I have given Powell time. Throughout a pretty painful 2011 season, where we won just three of our home games (and won just two matches after March 11), we consoled ourselves with the fact that Powell was dealing with the weakest London squad since the infamous “Great Escape” season of 2004 under Tony Rea. We told ourselves “well, at least we’re shot of Brian McDermott”. We gave Powell the benefit of the doubt that, the following season, with a better team at his disposal, we would see the improvement.
How wrong we were. Not only has Powell proved utterly deficient in guiding this group of players, but McDermott gave us a look at exactly what we’d let leave by winning the Grand Final with Leeds. One gets the sense Mac, for all his faults, would get a damn sight more out of this team than Powell ever will.
A third of the way through the season, the problems are many and varied. The team simply cannot defend, particularly out wide; The halfback combination isn’t working; With ball in hand, we are repetitive and predictable (we don’t seem to be capable of employing dummy runners); we suffer devastating lapses in concentration which opponents ruthlessly exploit – conceding four tries in ten minutes to the Dragons a perfect illustration; Players like Luke Dorn seem to have lost all their skill and composure, and their confidence looks shot as a result.
Our problems off the pitch are well documented, and I don’t wish to address them here.
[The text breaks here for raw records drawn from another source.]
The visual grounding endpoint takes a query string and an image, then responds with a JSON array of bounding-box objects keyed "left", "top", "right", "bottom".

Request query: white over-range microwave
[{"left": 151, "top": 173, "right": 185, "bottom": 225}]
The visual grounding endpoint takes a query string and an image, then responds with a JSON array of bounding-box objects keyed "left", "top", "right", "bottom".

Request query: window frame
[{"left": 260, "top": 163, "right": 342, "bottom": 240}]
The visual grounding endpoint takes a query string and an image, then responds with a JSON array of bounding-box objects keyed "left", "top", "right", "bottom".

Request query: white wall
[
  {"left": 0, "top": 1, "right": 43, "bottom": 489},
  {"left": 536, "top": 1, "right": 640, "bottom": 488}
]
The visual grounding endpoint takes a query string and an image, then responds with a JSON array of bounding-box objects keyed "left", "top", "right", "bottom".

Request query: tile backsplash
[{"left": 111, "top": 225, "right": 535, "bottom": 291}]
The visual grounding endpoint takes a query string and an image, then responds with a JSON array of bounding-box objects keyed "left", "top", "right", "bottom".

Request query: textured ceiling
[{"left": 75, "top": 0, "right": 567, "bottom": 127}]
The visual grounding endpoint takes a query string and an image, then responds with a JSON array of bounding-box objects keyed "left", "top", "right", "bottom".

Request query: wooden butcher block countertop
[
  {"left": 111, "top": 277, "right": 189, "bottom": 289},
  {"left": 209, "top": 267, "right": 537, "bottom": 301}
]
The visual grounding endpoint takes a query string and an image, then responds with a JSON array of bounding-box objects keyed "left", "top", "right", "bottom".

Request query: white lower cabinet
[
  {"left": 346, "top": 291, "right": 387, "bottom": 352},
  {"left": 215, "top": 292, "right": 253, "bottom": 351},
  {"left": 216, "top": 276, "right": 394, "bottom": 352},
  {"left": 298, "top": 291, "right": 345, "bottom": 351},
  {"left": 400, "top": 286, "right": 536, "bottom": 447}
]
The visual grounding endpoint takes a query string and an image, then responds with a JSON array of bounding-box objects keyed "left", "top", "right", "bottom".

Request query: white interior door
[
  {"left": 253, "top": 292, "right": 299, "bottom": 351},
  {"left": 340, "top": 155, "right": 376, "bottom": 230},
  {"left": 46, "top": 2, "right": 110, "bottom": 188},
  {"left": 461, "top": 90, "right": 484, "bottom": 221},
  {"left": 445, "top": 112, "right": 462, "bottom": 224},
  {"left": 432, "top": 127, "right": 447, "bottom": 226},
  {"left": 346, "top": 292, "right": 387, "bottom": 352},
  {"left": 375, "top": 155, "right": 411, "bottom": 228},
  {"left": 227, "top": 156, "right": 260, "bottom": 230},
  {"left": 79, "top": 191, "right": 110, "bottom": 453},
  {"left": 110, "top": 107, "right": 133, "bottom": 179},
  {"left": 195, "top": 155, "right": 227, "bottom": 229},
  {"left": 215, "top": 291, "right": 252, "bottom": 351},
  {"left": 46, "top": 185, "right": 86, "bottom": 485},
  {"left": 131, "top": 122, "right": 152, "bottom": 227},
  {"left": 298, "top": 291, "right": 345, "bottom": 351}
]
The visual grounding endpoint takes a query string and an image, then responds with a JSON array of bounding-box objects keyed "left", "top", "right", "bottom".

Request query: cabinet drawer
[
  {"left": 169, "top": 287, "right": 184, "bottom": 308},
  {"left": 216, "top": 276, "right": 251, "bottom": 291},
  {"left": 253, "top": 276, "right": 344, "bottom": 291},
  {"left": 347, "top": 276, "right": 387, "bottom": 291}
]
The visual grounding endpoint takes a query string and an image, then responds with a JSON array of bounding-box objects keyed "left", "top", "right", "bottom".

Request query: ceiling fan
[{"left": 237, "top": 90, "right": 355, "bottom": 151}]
But what I will say is this: One of the main reasons our crowds are terrible is because our performances are, so often, terrible. You can have the greatest marketing guru in the world ensconced in TW2, but they would not get very far if the product is awful. Beyond a hardcore of around 1100 season ticket holders, we are unable to attract or retain supporters because the team is hopeless and as a result, the matchday experience is flat and uninspiring.
Catastrophic away defeats to Salford and Widnes have been the nadir of the 2012 season, but if Powell is allowed to continue I cannot say we will not sink further. He has shown himself to be completely unable to extract even a modicum of consistency and competence from a group of players that, on paper, mix excitement, nous, youth and experience. More worrying is the message that the club is sending by retaining the services of this man: That this is a club that tolerates complete incompetence, that rewards failure, that accepts mediocrity.
I want to stress it is nothing personal; Powell is a nice bloke I’m sure, and has done good things for London Rugby League with South London Storm. But it is clear as day that, as a man who never played the game professionally and is younger than a significant number of our players, he is utterly out of his depth. There are better coaches available (Royce Simmons immediately springs to mind) and they must be utilised.
The club is making losses, we have no media profile, no sponsors, and we have not made the play-offs since 2005. Our future, and our licensing prospects, are hanging by a thread. This state of affairs cannot be allowed to continue. Powell must go, and a coach must be brought in who can inspire this talented group of players to achieve better, win more matches and make this club one that people actually want to go and watch. When gnarled old veterans of the London rugby league following are saying that they cannot remember a London club playing so poorly, that is not simple bluster. That is an indication of the beginning of the end.
David Hughes, Gus Mackay – please act now. There is no time to lose.